И вот, задумал он Опыт. Желал ли он тем самым доказать всю глубину греха своего или все величие своего спасения, о том ведомо лишь Вседержителю.
Мысль эта, должно, посетила его во время ночной попойки, ибо вошел он ко мне поздно ночью, когда я стоял на заутрене, и омрачил молитвы мои своим винным дыханием и воспаленным взором и следующим приказом:
Во-первых, повелел он мне собрать некоторое число младенцев, беспомощных найденышей, из которых немало осиротело через его собственную бранную удаль или прелюбодеяние.
Во-вторых, приказал запереть их в доме с садом, обнесенном высоким забором – хоть бы в этом я не испытываю стыда, ибо удел детей изменился к лучшему, и были у них теплые постели, мясо и питье.
В-третьих, приказал он мне привести мамок и нянек, чтобы кормили и умывали младенцев и ходили за ними – но чтобы никогда они не говорили с детьми. И, глаголет Император, в этом и есть самое главное, ибо ставит он целью явить Божественный Язык, которым Господь Бог обращался к Адаму и Еве, и который, по убеждению Императора, должен открыться тем, кто не подвержен влиянию человеческих наречий.
И вот, к славе ли моей или к позору, но сделал я все, как повелел он: и собрали детей; и мамки с няньками кормили и умывали их; и прошли месяцы; и один из детей слег и скончался от оспы; и еще один выпал из колыбели и сломал ногу и оттого исчах; и их предали земле в безымянных могилах, и я произнес над ними слова, которых они никогда не слыхали при жизни; и так прошел год.

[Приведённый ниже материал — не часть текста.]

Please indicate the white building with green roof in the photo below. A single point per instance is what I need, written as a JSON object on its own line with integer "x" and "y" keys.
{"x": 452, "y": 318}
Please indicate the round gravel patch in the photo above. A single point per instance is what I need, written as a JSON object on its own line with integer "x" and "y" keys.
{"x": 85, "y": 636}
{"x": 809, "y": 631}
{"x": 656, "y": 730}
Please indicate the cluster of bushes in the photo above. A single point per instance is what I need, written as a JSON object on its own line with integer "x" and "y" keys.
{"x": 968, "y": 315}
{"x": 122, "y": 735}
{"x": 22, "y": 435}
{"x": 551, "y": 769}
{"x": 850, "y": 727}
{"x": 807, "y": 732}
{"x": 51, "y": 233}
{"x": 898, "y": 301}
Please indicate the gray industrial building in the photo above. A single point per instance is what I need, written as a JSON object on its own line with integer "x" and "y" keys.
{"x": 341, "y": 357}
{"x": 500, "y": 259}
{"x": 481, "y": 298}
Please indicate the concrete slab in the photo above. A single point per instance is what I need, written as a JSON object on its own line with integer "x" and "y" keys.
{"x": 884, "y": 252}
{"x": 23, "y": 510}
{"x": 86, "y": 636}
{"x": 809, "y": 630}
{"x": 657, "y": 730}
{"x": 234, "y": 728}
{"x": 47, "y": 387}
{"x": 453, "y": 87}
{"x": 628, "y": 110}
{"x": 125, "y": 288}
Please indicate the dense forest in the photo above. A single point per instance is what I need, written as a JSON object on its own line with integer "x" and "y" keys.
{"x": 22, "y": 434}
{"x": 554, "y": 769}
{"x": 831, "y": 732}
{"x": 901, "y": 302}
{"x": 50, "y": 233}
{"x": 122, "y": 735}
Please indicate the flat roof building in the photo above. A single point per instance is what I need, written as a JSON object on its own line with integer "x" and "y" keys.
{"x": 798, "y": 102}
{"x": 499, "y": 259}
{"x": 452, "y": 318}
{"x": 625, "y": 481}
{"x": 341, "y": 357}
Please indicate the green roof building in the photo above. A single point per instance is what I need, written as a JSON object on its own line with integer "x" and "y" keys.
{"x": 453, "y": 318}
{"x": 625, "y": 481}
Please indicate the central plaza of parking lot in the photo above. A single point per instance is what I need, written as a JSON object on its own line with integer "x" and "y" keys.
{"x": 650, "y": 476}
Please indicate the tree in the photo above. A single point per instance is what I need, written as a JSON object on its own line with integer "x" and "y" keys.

И во второй год одна из нянек занемогла кровотечением и оттого умерла, и я был должен заменить ее другой прислужницей, неумелой и недостойной, и очень скоро эта новая прислужница не смогла удержаться и принялась потихоньку увещевать свою подопечную; и когда Император узнал об этом, он приказал убить няньку и прогнать дитя прочь.
И еще год прошел; и двое из детей выросли кривые телом и умерли, что навело меня на размышления о том, что язык может быть подобен жизненным эссенциям, содержащимся в пище, без которых, если не давать их в требуемом количестве, кости скрючиваются и тело сохнет. Позднее, однако, я подумал, что если язык и вправду подобен пище, то пище отравленной, и должно проявлять умеренность в его потреблении, ибо часто те, кто более других преисполнен слов, кривы душой, хотя эта кривизна может быть и не заметна глазу.
И третий год наконец прошел; и один младенец возглаголал. Нимало не удивился я тому, что дитя было женского пола. И вскорости еще один ребенок заговорил, мальчик, и еще один, также девочка. И я приказал устроить в саду ширму наподобие тех заград, что ставят птицеловы, дожидаясь добычи; и я сидел за этой ширмой незамеченный и так немало провел времени, вслушиваясь в их наречие, пока не стал понимать, что в нем есть смысл и что оно не есть простое бормотанье дурачков; но я не мог разобрать ни слова, ни узнать язык, на котором говорили они. Он был необычен для уха: странный, запинающийся, приятный на слух и мелодичный, как речь жителей Катая – но это не мог быть их язык, ведь если воистину они говорили на райском наречии, то оно должно быть родственно области близ реки Евфрат, а не Дальнего Востока, где лежит Катай.
И я сообщил обо всем этом моему Императору, но его поглощали умыслы против Людвига Сурового, правителя Баварии, и повелел оставить его в покое; и тогда обратился я к моему аббату, и братьям моим францисканцам, и умолил их придти в дом, где жили дети. Охотно пришли они, и сели, и слушали они эту речь; и все согласились со мной в том, что это язык, а не бессмысленное тараторенье; но о происхождении языка они не могли договориться. Те, кто понимал Иврит, соглашались, что это наречие Греков, и те, кто разумел Греческую речь, объявляли слышанное Ивритом, а те из нас, кто знал оба языка, клялись, что дети говорят по-арамейски. И так, поднялся между ними спор; и немало поносных слов прозвучало; и предположу, что на следующий день некоторые из братьев должны были на исповеди покаяться в грехе гнева; но загадка не была разрешена.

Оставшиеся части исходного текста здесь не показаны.